Ovraiti’s Waiting For Tomorrow, Philosophical Outlook Influenced By Personal Experiences

“The best preparation for good work tomorrow is to do good work today,” says Elbert Hubbard. The above statement resonates in a solo exhibition of works by one of Nigeria’s leading contemporary artists and best-known water colourists, Sam Ovraiti, which opened last Saturday in Lagos.

The exhibition, titled ‘Waiting for Tomorrow’, and hosted by Alexis Galleries, Victoria Island, Lagos, is jointly curated by Mathew Oyedele, Ideh Eyimofe and Ike Sandra. Waiting for Tomorrow, is the first solo outing of the artist after his retrospective exhibition at Alexis Galleries in 2019. Currently working in Lagos, Ovraiti is known as one of the best contemporary artists to have tested the limit and boundaries of colour, over the years.

In this exhibition, “his oeuvres from 1994 to 2022 are presented as epiphanies into the significance of appreciating time and living in the moment.” Significantly, Ovraiti’s personal experience has made him realize that the tomorrow he was waiting for had already happened and the works that would give him values had already been created. Thus, the works that were therefore once abandoned were swiftly completed and thus became a thing of yesterday.

 

“Waiting for Tomorrow is an exhibition that sees tomorrow as yesterday and places emphasis on living in the moment.

Alexis Gallerey curators: Mathew Oyedele, Ideh Eyimofe, Ike Sandra Tweet

In the words of the curators, Mathew Oyedele, Ideh Eyimofe, Ike Sandra, “Waiting for Tomorrow is an exhibition that sees tomorrow as yesterday and places emphasis on living in the moment. In this momentous realisation, hiscolour orchestration, good draughtsmanship and boldness to expand his range of materials remain evident.

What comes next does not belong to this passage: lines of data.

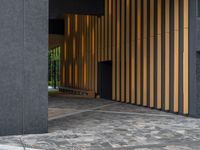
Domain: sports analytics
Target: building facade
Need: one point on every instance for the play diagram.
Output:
(153, 48)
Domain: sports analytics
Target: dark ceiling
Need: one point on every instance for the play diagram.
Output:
(86, 7)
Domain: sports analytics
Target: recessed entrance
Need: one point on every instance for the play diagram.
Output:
(105, 79)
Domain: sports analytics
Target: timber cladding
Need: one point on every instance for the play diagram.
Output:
(148, 44)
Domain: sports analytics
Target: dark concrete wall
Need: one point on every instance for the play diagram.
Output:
(23, 65)
(57, 8)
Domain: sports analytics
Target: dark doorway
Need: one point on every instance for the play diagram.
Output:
(105, 79)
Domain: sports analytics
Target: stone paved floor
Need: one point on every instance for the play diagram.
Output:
(86, 124)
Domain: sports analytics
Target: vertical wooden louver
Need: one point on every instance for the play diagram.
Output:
(148, 44)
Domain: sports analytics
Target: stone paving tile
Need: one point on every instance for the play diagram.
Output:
(105, 128)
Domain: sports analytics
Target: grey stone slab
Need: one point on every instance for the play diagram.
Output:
(23, 66)
(36, 65)
(11, 77)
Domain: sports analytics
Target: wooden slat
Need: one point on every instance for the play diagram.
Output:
(138, 52)
(159, 52)
(127, 51)
(114, 51)
(167, 54)
(122, 50)
(106, 31)
(144, 53)
(103, 38)
(99, 39)
(96, 51)
(93, 55)
(133, 70)
(176, 54)
(185, 58)
(110, 30)
(118, 52)
(151, 53)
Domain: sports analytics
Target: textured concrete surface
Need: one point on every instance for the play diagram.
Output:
(87, 124)
(23, 65)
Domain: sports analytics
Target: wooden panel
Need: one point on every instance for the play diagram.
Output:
(122, 50)
(133, 51)
(167, 54)
(110, 30)
(96, 51)
(127, 51)
(114, 50)
(118, 52)
(185, 58)
(93, 54)
(138, 52)
(99, 38)
(159, 52)
(176, 54)
(89, 54)
(103, 39)
(144, 53)
(151, 53)
(106, 31)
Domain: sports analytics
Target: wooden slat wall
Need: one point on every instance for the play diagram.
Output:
(140, 37)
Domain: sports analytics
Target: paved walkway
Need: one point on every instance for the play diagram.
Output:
(89, 124)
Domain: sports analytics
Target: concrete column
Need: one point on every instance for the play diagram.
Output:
(23, 66)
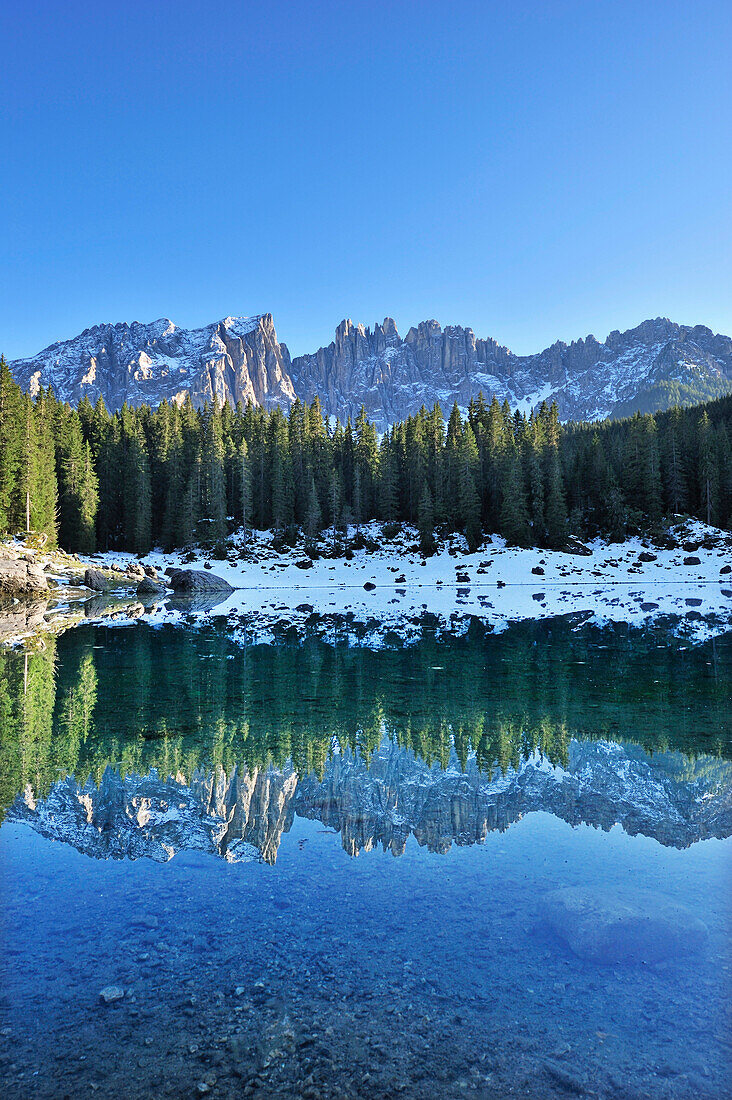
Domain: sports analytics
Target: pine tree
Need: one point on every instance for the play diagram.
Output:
(314, 517)
(514, 513)
(468, 493)
(212, 521)
(78, 486)
(708, 469)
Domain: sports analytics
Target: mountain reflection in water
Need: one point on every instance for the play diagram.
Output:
(145, 743)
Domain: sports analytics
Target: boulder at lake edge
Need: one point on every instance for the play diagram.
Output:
(622, 927)
(22, 579)
(95, 580)
(196, 580)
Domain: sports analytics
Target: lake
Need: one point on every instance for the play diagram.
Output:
(489, 866)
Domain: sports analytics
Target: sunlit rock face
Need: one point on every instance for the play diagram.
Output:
(237, 817)
(395, 795)
(239, 359)
(394, 376)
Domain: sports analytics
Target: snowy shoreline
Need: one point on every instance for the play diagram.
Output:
(389, 589)
(496, 584)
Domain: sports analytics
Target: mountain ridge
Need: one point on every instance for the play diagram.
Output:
(239, 359)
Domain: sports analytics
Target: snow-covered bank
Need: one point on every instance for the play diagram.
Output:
(390, 587)
(386, 589)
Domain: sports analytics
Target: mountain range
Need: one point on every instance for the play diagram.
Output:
(649, 367)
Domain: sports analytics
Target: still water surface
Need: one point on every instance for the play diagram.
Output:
(491, 866)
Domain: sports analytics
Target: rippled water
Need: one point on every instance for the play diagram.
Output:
(182, 817)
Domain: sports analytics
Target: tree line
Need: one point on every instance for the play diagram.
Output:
(145, 699)
(176, 476)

His heavily-layered impasto where he allows the nature of the medium to influence his style, his stylised forms, his subtle and contemplative watercolours as well as pastel works are rendered with infinite dedication to the complexities of colour.” For Ovraiti who is renowned as the most expressive watercolourist in Nigeria, this exhibition shows that what we put in our cup is what will spill tomorrow. “When we are shaken by life the Limitedmasterpieces of yesterday can only be shown. Today is the tomorrow we were looking at yesterday.

Where is tomorrow? A representative of the next 24 hours will come soon. Yes. When I planned this exhibition at Alexis Galleries, I was waiting for tomorrow with such promises that I will create new works with new revelation and new results but now I know that tomorrow is already my yesterday and today. “I thank Patty Chidiac of Alexis Galleries for creating the space to show my works today.

 

We expected some new works to be added to this collection without knowing that you can only spill from your cup what you have already created. We had to go through the archives to look for masterpieces to be exhibited,” he said. According to him, all the works created and exhibited here were created yesterday waiting for tomorrow. “Although I am better now, no new work was added to this collection in five months.

Today is the time you create the tomorrow you are imagining. In fact you ended tomorrow yesterday and today is all you have left.” Founder, Alexis Galleries, Patty Chidiac Mastrogiannis, noted that this solo exhibition by Ovraiti takes a philosophical outlook that is influenced by personal experiences. According to her, Ovraiti is a name that does not need much introduction but his relentless experimentation and exploration with materials keep on showing his works in new ways that require new curiosity to fathom. ‘Waiting for Tomorrow’, she further stated, is “an exhibition of works that have grown, appreciated and increased in value over time and we hope you see the importance of seizing and living in the moment from this exhibition.”

 

Ovraiti began exploring pastel as a medium in 1987 in a bid to introduce it to the art community as a formidable medium. For the next four years, he used the medium constantly and made portraits of different people in the process. By 1991, he stopped making portraits in pastel and moved into abstract watercolors. He holds a Higher National Diploma and a Masters of Fine Arts Degree from Auchi Polytechnic and the University of Benin, respectively. Between 1985 to 1993, as a lecturer at the Federal Polytechnic, Auchi, Ovraiti trained and tutored a number of artists who have become household names in the contemporary Nigerian art world. He is known as the most expressive watercolourist in Nigeria and his exploration of chalk pastel in the 1980s popularised the medium and drove its acceptance in Nigeria. The exhibition which will end on Saturday, 24th December, 2022, is supported Loving Gaze, Pepsi, Tiger Beer, Indomie Noodles, Mikano, Haier Thermocool and others.